Lamentablemente, la respuesta no está únicamente en las instituciones creadas para la paz. Tenemos la Unidad de Víctimas, la Unidad de Restitución de Tierras, la Jurisdicción Especial para la Paz, la Comisión de la Verdad, la Unidad de Búsqueda de personas dadas por Desaparecidas, la Agencia de Renovación del Territorio, la Agencia Nacional de Tierras, la Agencia de Reincorporación y Normalización y un mar de desarrollos normativos para navegar la implementación de los acuerdos de paz. En esta jerigonza de siglas y declaraciones de principios democráticos que apelan a la centralidad de las víctimas y la construcción de paz todavía no hemos podido hallar el fin de la barbarie o el control ciudadano de la Fuerza Pública. En esas mismas instituciones creadas para la paz hay profesionales colombianos, servidores públicos que han crecido en la tradición burocrática de los valores de la guerra y en donde, no por trabajar en mecanismos de justicia transicional, encuentran mucha paz. La lealtad, el orgullo y la exclusión siguen siendo las maneras de relacionarse en esas y otras instituciones del Estado.
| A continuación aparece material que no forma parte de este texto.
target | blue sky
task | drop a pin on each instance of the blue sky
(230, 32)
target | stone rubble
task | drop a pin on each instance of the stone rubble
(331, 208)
Parece entonces que la respuesta a la indignación generalizada en el país no va a venir de arriba hacia abajo, de las acciones que instituciones como la Policía y la Justicia Penal Militar les impongan a los ciudadanos. Quizá sea necesario ensayar una construcción de paz de abajo hacia arriba, donde, desde las calles, podamos reclamar un cambio en los valores. Ya no la rabia para la violencia. Incomodar, sí, pero para convocar valores que nos permitan hacer las paces: el reconocimiento del otro, la escucha, el respeto por la diferencia, la celebración de la diversidad, el cuidado del otro y un tratamiento de los conflictos entendidos como oportunidades para revisar nuestro contrato social y no como espacios para eliminar a quien piensa diferente.
Ni Javier Ordoñez, ni Dilan Cruz, ni los más de 331 civiles heridos (75 por arma de fuego) y los 10 muertos durante las protestas, ni los nueve millones de víctimas del conflicto armado, ni las víctimas de las masacres y los asesinatos a líderes sociales hallarán justicia en un Estado ilegítimo y de instituciones creadas para la paz que continúan cercadas por los valores de la guerra. La corriente de la indignación que se aturdió a causa del encierro de la pandemia, inevitablemente vuelve enfurecida, como una tempestad que puede inundar nuestro maltrecho Estado de derecho. De la manera en que tramitemos esta rabia y dolor dependerá la siguiente década de frustraciones o esperanzas, de valores para la guerra o valores para la paz.